# TF and mites



## FlowerPlanter (Aug 3, 2011)

>Think I will try to Oxalic dribble and see what I find. 

Dribble is hard on your bees, you can only do it once to your winter bees or you may kill them.


----------



## Rusty Hills Farm (Mar 24, 2010)

While this is quite true, southern bees do not need to survive nearly as long a winter as northern bees, so dribble is much more usable for us. The key to using dribble is knowing your hives well enough to know when they are most likely to be broodless or nearly so. I use it twice a year--March and late November and have very good mite control so far. I have a heavy VSH presence in my hives, which certainly contributes to that control. 

BTW It is my understanding that OAD shortens the lifespan, which is why it works for us Southerners better than you Northies who need bees to live for months and months. By comparison my hives are broodless for a few weeks at best. Many years I have brood year-round.

HTH

Rusty


----------



## marshmasterpat (Jun 26, 2013)

Rusty - If i used dribble I have some questions. Do you mind answering some questions I have. You could PM me your answers if you want to. 
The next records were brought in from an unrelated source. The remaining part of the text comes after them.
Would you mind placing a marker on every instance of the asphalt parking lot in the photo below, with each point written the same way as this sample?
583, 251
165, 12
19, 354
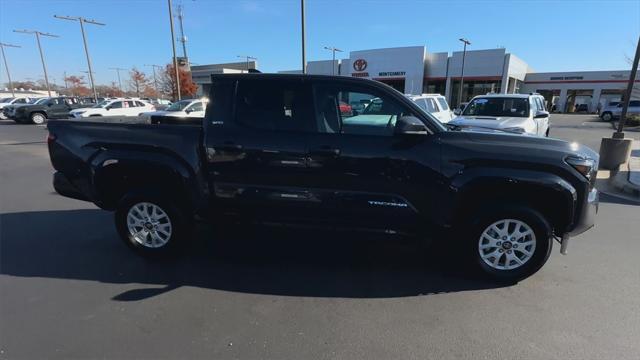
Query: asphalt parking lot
70, 289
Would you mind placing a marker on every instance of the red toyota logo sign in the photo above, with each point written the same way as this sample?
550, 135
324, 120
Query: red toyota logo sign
360, 65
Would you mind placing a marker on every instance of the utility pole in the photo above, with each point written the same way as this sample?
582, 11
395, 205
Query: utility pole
333, 63
155, 81
44, 66
82, 20
173, 45
118, 71
183, 39
6, 65
248, 58
627, 98
464, 52
304, 59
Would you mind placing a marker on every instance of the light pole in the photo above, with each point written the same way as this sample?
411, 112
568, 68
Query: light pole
44, 66
82, 20
248, 58
173, 45
155, 81
118, 71
304, 59
6, 65
464, 53
333, 63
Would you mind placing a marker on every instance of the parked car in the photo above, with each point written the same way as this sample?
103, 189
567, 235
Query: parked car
159, 104
434, 104
41, 111
274, 148
188, 108
614, 109
11, 101
113, 107
582, 108
517, 113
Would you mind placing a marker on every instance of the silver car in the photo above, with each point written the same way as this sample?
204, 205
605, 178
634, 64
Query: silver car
516, 113
613, 110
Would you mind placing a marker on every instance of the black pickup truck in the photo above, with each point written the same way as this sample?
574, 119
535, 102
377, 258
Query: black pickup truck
52, 108
277, 148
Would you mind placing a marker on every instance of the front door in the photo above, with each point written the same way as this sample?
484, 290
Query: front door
360, 171
256, 147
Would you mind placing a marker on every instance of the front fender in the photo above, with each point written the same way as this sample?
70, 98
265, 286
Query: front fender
531, 184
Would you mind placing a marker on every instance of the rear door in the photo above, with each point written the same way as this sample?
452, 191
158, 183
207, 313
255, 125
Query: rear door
256, 134
360, 172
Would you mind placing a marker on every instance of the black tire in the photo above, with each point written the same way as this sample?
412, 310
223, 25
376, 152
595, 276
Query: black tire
38, 118
543, 242
181, 224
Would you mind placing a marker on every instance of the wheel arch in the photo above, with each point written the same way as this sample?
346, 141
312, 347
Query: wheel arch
544, 192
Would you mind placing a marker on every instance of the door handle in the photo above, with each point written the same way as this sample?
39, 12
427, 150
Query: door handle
325, 151
230, 147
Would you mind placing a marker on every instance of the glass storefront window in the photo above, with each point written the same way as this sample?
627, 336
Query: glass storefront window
472, 89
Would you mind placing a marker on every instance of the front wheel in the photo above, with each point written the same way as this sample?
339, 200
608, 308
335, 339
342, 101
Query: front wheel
151, 225
511, 244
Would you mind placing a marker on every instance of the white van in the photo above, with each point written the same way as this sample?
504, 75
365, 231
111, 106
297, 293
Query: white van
434, 104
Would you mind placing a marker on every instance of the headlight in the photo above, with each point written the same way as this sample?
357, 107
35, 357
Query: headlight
515, 129
583, 165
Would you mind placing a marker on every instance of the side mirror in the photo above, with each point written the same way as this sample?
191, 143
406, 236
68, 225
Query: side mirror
410, 125
541, 115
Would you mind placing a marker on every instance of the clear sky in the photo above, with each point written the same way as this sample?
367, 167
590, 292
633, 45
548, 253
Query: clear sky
548, 35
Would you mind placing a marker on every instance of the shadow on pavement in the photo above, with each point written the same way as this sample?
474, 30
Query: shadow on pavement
83, 245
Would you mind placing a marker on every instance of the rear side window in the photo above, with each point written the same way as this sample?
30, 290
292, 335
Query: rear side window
443, 104
273, 105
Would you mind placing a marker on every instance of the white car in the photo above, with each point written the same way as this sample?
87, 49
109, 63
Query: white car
192, 108
114, 107
434, 104
517, 113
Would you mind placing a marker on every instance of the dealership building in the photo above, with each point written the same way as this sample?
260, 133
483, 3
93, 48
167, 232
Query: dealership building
414, 70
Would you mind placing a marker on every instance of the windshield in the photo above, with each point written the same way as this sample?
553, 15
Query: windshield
101, 104
495, 106
178, 106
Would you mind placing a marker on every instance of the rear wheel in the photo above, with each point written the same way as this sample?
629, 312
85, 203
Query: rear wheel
152, 225
511, 244
38, 118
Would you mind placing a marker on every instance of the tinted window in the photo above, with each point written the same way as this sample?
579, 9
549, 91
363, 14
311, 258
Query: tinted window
443, 104
494, 106
370, 113
196, 107
431, 105
273, 105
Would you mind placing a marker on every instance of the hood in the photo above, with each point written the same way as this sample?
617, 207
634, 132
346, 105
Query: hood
498, 142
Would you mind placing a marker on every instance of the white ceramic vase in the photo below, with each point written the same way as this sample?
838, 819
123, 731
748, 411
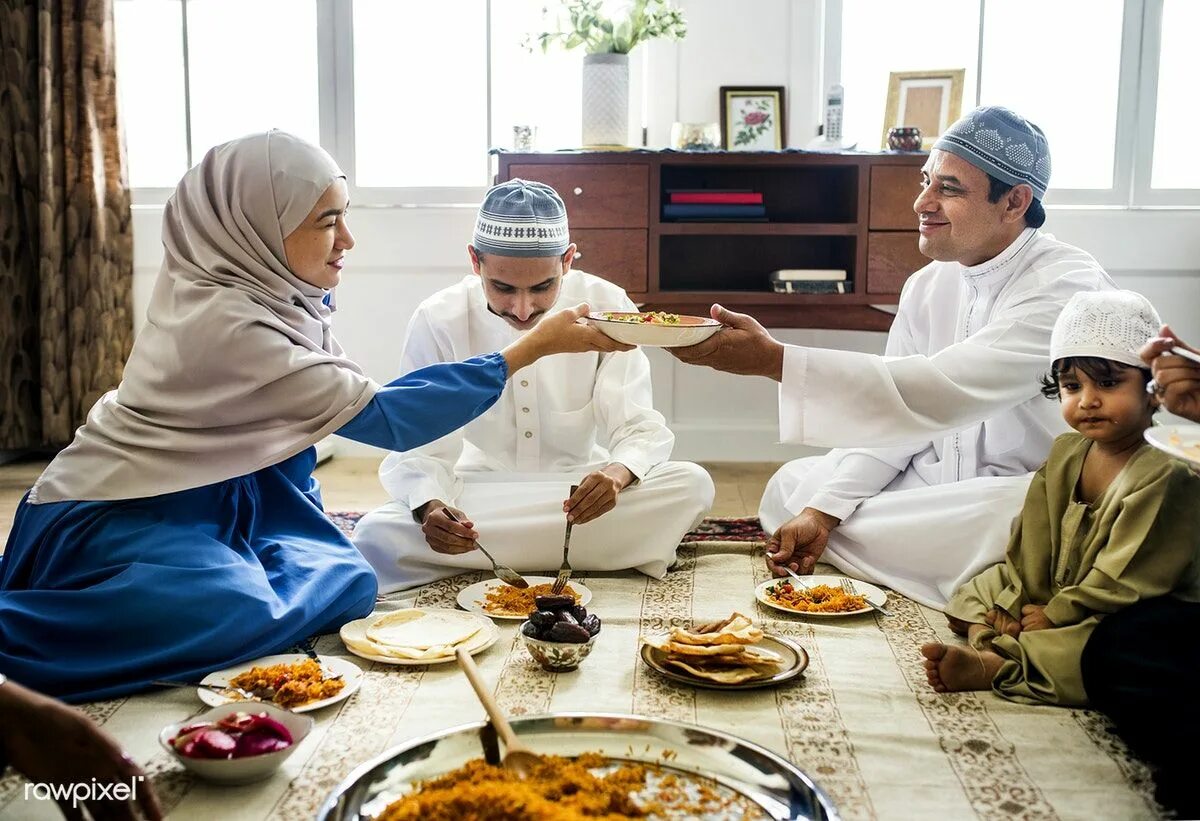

So will it kill just open brood? So will it kill just capped brood? Several of my hives didn't go broodless like you so will it kill all the brood? Will they just clean out the dead and keep laying? If you don't mind can you share what you have seen in your hives and anyone else can too, but leave this to what you have seen, not read. Sadly what all we read on the internet is not always true. So I am asking for what folks have seen.


----------



## jim lyon (Feb 19, 2006)

It has no direct effect on any brood in the hive nor does it have any effect on any mites contained in the brood unless perhaps they are due to emerge in the next few days. It's a very effective treatment if the hives are strong and have little brood in them. A strong hive just seems to absorb it and a day later shows no ill effects, a weaker hive just seems to have trouble dealing with it and appears wet and stressed for several days following treatment. It's not a miracle mite killer but it is pretty darn effective when used in the right situation. 
I'm aware there is at least one study that claimed future brood rearing was curtailed somewhat. My experience in spring use when queens are in peak egg laying mode is that it doesn't seem to faze them at all. I've even seen them in swarm mode 6 weeks later.


----------



## marshmasterpat (Jun 26, 2013)

Jim - That is the type experience I was looking for comments on. Many thanks.


----------



## Rusty Hills Farm (Mar 24, 2010)

My experiences seem to mirror Mr. Lyon's. My bee yard is MUCH smaller than his and I guess my hives are pretty strong because I have not had any wet hives after a November treatment and they seem to take off like gangbusters after the March treatment.

I should say that I don't treat every hive. Several of mine have never shown me a mite and so have not been treated at all since I added the VSH genetics to the mix. They still have their F1 queens. Now the F3 hives show a LOT of mites but respond extremely well to the OAD. Nonetheless they are getting re-queened in the spring. I already have my order in for some Pol-Line queens. I've pretty much decided that if I'm staying with VSH I need to keep only F1 and F2 queens and replace any F3s. For me at least, the F3 queens just don't seem to have the level of VSH necessary to thrive.

HTH

Rusty


----------



## marshmasterpat (Jun 26, 2013)

Rusty - Thanks


----------



## bw200314 (Sep 3, 2015)

might not be the best idea but i used powered sugar for mite treatment. have a siffter and fill with power sugar and do the top of the frames. the bees lick the sugar off each other and mites fall off and out the bottom screen board. so far this has work really well for me. in third year


----------



## Rusty Hills Farm (Mar 24, 2010)

Powdered sugar worked very well on the mites for me, too, back when I tried it. But I created such an ant problem! The ants were harder to get rid of than the mites and all but overran the hives. I'm still finding and killing ant mounds.

Rusty


----------



## McCoslin (Dec 4, 2013)

Try checking out Randy Oliver's site. A lot of info on OAD and OAV. I went with OAV as my bees were not building up like they should this spring. I did a sugar shake and sure enough had mites, quite a few in some hives. After I used OAV they exploded. Good Luck!


----------



## AHudd (Mar 5, 2015)

I agree with Rusty about the F1 and F2. One colony of mine with an F3 just collapsed a couple days ago from Mite infestation. 

Alex


----------



## jadebees (May 9, 2013)

My trials with TF, caused hives with mites to be smaller and weaker in the spring. They wont build properly, and as Fall comes they generally collapse. Not treating those ****ed mites, has a predictable end. I dont keep a lot of bees, I just couldn't sustain the losses.


----------



## Oldtimer (Jul 4, 2010)

marshmasterpat said:


> So what percentage of drone brood with mites would be a concern?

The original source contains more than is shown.